Von Ex-Premier Liz Truss sind zunehmend populistische Töne zu vernehmen.
Von Ex-Premier Liz Truss sind zunehmend populistische Töne zu vernehmen.
Bild: Keystone

Kein britischer Regierungschef war kürzer im Amt als Liz Truss. Die ehemalige Premierministerin teilt inzwischen gegen «das Establishment» aus, will die UN abschaffen und Trump als US-Präsident.

18.4.2024 - 00:00

Keine Zeit? blue News fasst für dich zusammen

  • Lediglich 49 Tage lang war Liz Truss britische Regierungschefin, in der konservativen Partei sorgte sie für Unruhe.
  • Inzwischen teilt sie gegen «Technokraten» und «das Establishment» aus.
  • Sie wünscht sich Donald Trump als US-Präsident und die Abschaffung der Vereinten Nationen.
  • In dieser Woche erschien ihr Buch, in dem sie ihre Politik zu verteidigen versucht.

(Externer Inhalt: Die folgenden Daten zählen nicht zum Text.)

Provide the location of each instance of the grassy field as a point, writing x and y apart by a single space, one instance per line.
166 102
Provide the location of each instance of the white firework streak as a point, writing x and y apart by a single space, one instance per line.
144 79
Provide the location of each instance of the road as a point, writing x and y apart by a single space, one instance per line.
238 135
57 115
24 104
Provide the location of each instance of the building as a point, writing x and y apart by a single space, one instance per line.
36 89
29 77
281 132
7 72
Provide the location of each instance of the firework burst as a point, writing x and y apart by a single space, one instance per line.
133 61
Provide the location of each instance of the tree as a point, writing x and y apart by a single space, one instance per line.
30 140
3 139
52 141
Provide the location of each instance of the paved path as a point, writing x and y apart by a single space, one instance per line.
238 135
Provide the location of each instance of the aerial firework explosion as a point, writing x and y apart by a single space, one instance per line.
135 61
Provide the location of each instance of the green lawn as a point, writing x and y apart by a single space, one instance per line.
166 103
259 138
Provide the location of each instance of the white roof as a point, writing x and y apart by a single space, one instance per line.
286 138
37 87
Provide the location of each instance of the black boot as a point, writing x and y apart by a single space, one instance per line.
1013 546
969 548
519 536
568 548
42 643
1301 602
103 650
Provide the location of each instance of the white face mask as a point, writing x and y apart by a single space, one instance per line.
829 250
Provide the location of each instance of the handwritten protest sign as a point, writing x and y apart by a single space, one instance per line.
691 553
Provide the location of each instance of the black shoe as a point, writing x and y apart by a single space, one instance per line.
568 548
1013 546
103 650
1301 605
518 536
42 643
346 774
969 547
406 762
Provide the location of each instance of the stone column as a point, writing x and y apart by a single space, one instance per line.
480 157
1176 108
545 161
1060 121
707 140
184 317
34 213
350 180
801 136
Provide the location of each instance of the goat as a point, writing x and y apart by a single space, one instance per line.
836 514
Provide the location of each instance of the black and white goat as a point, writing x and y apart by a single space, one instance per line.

Liz Truss war nur 49 Tage Premierministerin von Grossbritannien und damit so kurz im Amt wie kein britischer Regierungschef vor ihr. Die Zeit reichte allerdings aus, um auf den Finanzmärkten und innerhalb ihrer Konservativen Partei für Turbulenzen zu sorgen. Doch Truss gibt sich sicher: Schuld daran habe sie selbst nicht. In Interviews und einem neuen Buch meldet sie sich zu Wort und macht «Technokraten» und «das Establishment», Beamte und die britische Zentralbank für ihren Sturz verantwortlich.

«Ich sage nicht, dass ich perfekt bin», berichtet Truss in der BBC. Doch die anderen werde sie nicht davonkommen lassen.

Normalerweise ist von ehemaligen Premierministerinnen und Premierministern nach ihrem Ausscheiden aus dem Amt erstmal eine Weile nichts zu hören. Bei Truss ist das anders: In dieser Woche erschien ihr Buch «Ten Years to Save the West» (Deutsch: «Zehn Jahre, um den Westen zu retten»), in dem Truss ihre Politik zu verteidigen versucht.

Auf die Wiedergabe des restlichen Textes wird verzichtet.